The 1996 Bosch Spark Plug Grand Prix was a CART race which happened at the Nazareth Speedway on April 28, 1996. It was the 5th round of the 1996 IndyCar season.

Qualifying
Penske Racing driver Paul Tracy set the a mph speed of 190.737 mph, and also, the pole. It was a New Track Record.

Race

Start - Lap 95 
At lap 15, the first caution came out as Hiro Matsushita collided with Juan Manuel Fangio II. The restart came out at lap 22. The top ten at lap 25 were: Paul Tracy, Emerson Fittipaldi, Scott Pruett, Michael Andretti, Jimmy Vasser, Al Unser Jr., Bobby Rahal, Robby Gordon, Greg Moore and Christian Fittipaldi. At lap 53, Hiro Matsushita was the first driver to retire. At lap 79, Andretti stalled his car after a 13.4 pitstop. He continued in the race. At the following lap, the race leader Paul Tracy hit three mechanics in one move then after that he was able to stop his car in his pit stall. The mechanics were not badly injured, but were taken to the hospital. At lap 89, Paul Tracy received a black flag penalty because of the incident with his mechanics. The top six at lap 95 was: Michael Andretti, Al Unser Jr., Greg Moore, Emerson Fittipaldi, Bobby Rahal and Christian Fittipaldi.

Lap 115- Lap 141
At lap 115, the second caution came out, as Roberto Moreno lost one of his rear wheels. At the following lap, Gil de Ferran retired after having suspension problems due to colliding with Adrian Fernandez in the pits. The restart came out at lap 128. At lap 141, the top twelve was: Michael Andretti, Emerson Fittipaldi, Al Unser Jr., Greg Moore, Bobby Rahal, Jimmy Vasser, Paul Tracy, Scott Pruett, Christian Fittipaldi, Raul Boesel, Robby Gordon and Adrian Fernandez.

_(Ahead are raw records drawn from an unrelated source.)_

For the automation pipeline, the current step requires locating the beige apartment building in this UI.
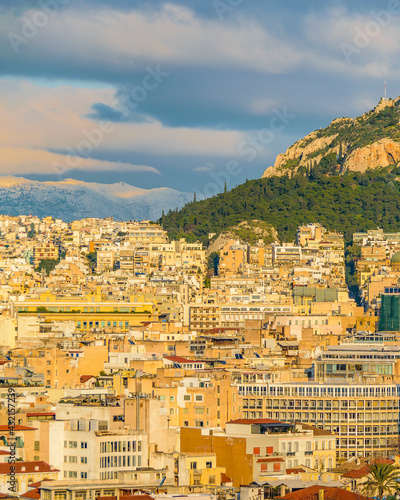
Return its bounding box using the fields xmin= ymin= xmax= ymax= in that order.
xmin=238 ymin=382 xmax=399 ymax=459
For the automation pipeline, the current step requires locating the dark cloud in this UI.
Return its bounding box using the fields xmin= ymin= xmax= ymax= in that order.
xmin=0 ymin=0 xmax=400 ymax=192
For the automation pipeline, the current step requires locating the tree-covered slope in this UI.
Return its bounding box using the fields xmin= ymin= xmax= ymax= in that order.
xmin=161 ymin=167 xmax=400 ymax=243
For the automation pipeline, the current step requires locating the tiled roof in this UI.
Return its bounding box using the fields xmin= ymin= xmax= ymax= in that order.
xmin=0 ymin=460 xmax=59 ymax=474
xmin=227 ymin=418 xmax=289 ymax=425
xmin=257 ymin=457 xmax=284 ymax=463
xmin=0 ymin=425 xmax=37 ymax=432
xmin=164 ymin=356 xmax=199 ymax=363
xmin=278 ymin=486 xmax=372 ymax=500
xmin=20 ymin=488 xmax=40 ymax=500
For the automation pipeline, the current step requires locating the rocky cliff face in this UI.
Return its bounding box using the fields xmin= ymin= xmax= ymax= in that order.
xmin=343 ymin=139 xmax=400 ymax=172
xmin=263 ymin=98 xmax=400 ymax=177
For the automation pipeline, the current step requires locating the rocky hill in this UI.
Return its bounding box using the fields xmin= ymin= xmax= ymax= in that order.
xmin=263 ymin=97 xmax=400 ymax=177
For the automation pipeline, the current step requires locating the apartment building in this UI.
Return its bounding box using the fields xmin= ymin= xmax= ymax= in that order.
xmin=238 ymin=382 xmax=400 ymax=459
xmin=181 ymin=419 xmax=336 ymax=486
xmin=33 ymin=242 xmax=59 ymax=267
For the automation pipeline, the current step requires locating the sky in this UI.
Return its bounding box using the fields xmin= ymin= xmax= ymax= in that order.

Closing stages. 33 laps to go
With 33 laps to go, the third caution came out as Robby Gordon hit the wall at turn one. He retired. When the restart would come out, Raul Boesel's engine blew up. The restart came out with 23 laps to go. Andretti's lead was growing and no problems happened to him as he won the race.

Final Results
 Michael Andretti
 Greg Moore
 Al Unser Jr.
 Emerson Fittipaldi
 Paul Tracy
 Bobby Rahal
 Jimmy Vasser
 Scott Pruett
 Christian Fittipaldi
 Adrian Fernandez
 Bryan Herta
 André Ribeiro
 Alex Zanardi
 Mike Groff
 Maurício Gugelmin
 Teo Fabi
 Eddie Lawson
 Jeff Krosnoff
 Stefan Johansson
 Parker Johnstone

Did not finish 
21. Raul Boesel engine

22. Robby Gordon contact

23. Gil de Ferran suspension

24. Roberto Moreno lost wheel

25. Juan Manuel Fangio II engine

26. Hiro Matsushita suspension

Points Standings after 5 races
 Jimmy Vasser 73 points
 Al Unser Jr. 53 points
 Scott Pruett 49 points
 Greg Moore 36 points
 Gil de Ferran 33 points
 Christian Fittipaldi 32 points

Notes
 Last race - Teo Fabi
 After this race, Mark Blundell, who broke his foot in Brazil was cleared by CART officials to race in the next round: The US 500.
 For the last time CART decided to run a 200 lap race in Nazareth Speedway. For 1997 until 2002 when CART had its final race there, it was a 225 lap race. After 2002, the race went to Indy Racing League, but it was still a 225 lap race.